Tax Vs. Fee: Court Interpretation Impacts 400,000 Arizonan's Healthcare

By Holliday Moore
Howard Fischer
Published: Tuesday, October 3, 2017 - 8:59am
Updated: Tuesday, October 3, 2017 - 9:00am

State Republicans, past and present, are in a war of semantics in a last ditch effort to kill Arizona’s expanded Medicaid system currently helping about 400,000 residents.

Adi Dynar with the Goldwater Institute confirms new legal filings presented to the Arizona Supreme Court argue the $264 million levy placed on hospitals is a “tax,” and therefore illegal.

Hospitals see it as a “levy,” as do Democrats, and former Republican Gov. Jan Brewer, who cobbled together bi-partisan support for it in 2013.  he wanted to maximize the federal subsidies offered through the Affordable Care Act.

In order to take advantage of the ACA funding, the state had to first restore coverage for childless adults below the federal poverty level. Arizona had stopped covering single adults in a budget cut years earlier.

Unable to find the funds within the state budget, Brewer reached out to hospitals after the director of Arizona Health Care Cost Containment structured a sort of hospital co-operative allowing each chain to pay a fee to off-set growing losses of uninsured people who were showing up in emergency rooms unable to pay.

The hospitals have supported the fee, but if the Supreme Court agrees to call it a “tax,” it would be deemed illegal. In 1992 voters passed Prop 108, which requires any proposed tax must have a two-thirds majority vote and could technically nullify the hospital levy.

Dynar admitted it is a decision with major consequences.

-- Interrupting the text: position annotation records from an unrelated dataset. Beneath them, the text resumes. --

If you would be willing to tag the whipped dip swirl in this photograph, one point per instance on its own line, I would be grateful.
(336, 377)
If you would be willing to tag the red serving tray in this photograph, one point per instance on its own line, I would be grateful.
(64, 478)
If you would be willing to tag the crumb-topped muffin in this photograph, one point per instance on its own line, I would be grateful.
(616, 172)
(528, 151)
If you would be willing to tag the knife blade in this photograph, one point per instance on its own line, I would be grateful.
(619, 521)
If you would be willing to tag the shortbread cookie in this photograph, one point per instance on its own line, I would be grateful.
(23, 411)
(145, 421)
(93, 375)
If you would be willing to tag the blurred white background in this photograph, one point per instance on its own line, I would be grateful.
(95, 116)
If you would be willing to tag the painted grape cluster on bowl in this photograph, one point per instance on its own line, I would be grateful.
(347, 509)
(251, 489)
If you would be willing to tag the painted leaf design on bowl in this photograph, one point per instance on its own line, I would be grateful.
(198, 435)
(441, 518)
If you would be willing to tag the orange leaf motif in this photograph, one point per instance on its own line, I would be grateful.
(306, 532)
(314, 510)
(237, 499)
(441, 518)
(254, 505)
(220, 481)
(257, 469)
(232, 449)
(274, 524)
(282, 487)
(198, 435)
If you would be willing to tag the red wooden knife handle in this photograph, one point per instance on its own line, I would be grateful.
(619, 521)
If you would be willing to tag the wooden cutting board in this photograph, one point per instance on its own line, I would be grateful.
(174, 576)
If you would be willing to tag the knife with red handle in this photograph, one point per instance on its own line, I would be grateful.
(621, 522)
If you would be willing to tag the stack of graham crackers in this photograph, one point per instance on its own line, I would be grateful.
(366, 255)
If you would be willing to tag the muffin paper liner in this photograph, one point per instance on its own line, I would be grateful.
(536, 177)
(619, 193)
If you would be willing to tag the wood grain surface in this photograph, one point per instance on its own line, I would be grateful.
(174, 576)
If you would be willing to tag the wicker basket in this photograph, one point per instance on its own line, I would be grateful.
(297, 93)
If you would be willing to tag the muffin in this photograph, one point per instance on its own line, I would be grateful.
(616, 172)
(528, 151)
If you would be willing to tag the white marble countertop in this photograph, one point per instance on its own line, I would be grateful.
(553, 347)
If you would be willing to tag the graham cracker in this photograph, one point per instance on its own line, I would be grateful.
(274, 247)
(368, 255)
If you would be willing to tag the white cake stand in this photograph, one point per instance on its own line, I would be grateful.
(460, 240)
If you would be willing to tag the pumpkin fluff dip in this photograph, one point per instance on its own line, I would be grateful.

"Whatever the ultimate decision of the Arizona Supreme Court, this is going to have huge consequences for any kind of net increases in state revenues in Arizona going forward," Dynar said.

Assuming it is a tax, Dynar said, “This is not just a Medicaid expansion issue. This is an extremely important issue for the taxpayer public's health in the future in Arizona."

However, the Goldwater Institute has not convinced the Court of Appeals in the past.  A Judge wrote that “the Constitution has a clear exception for fees set by a state agency,” which would be legal.

The state Supreme Court will hear the case on Oct. 26.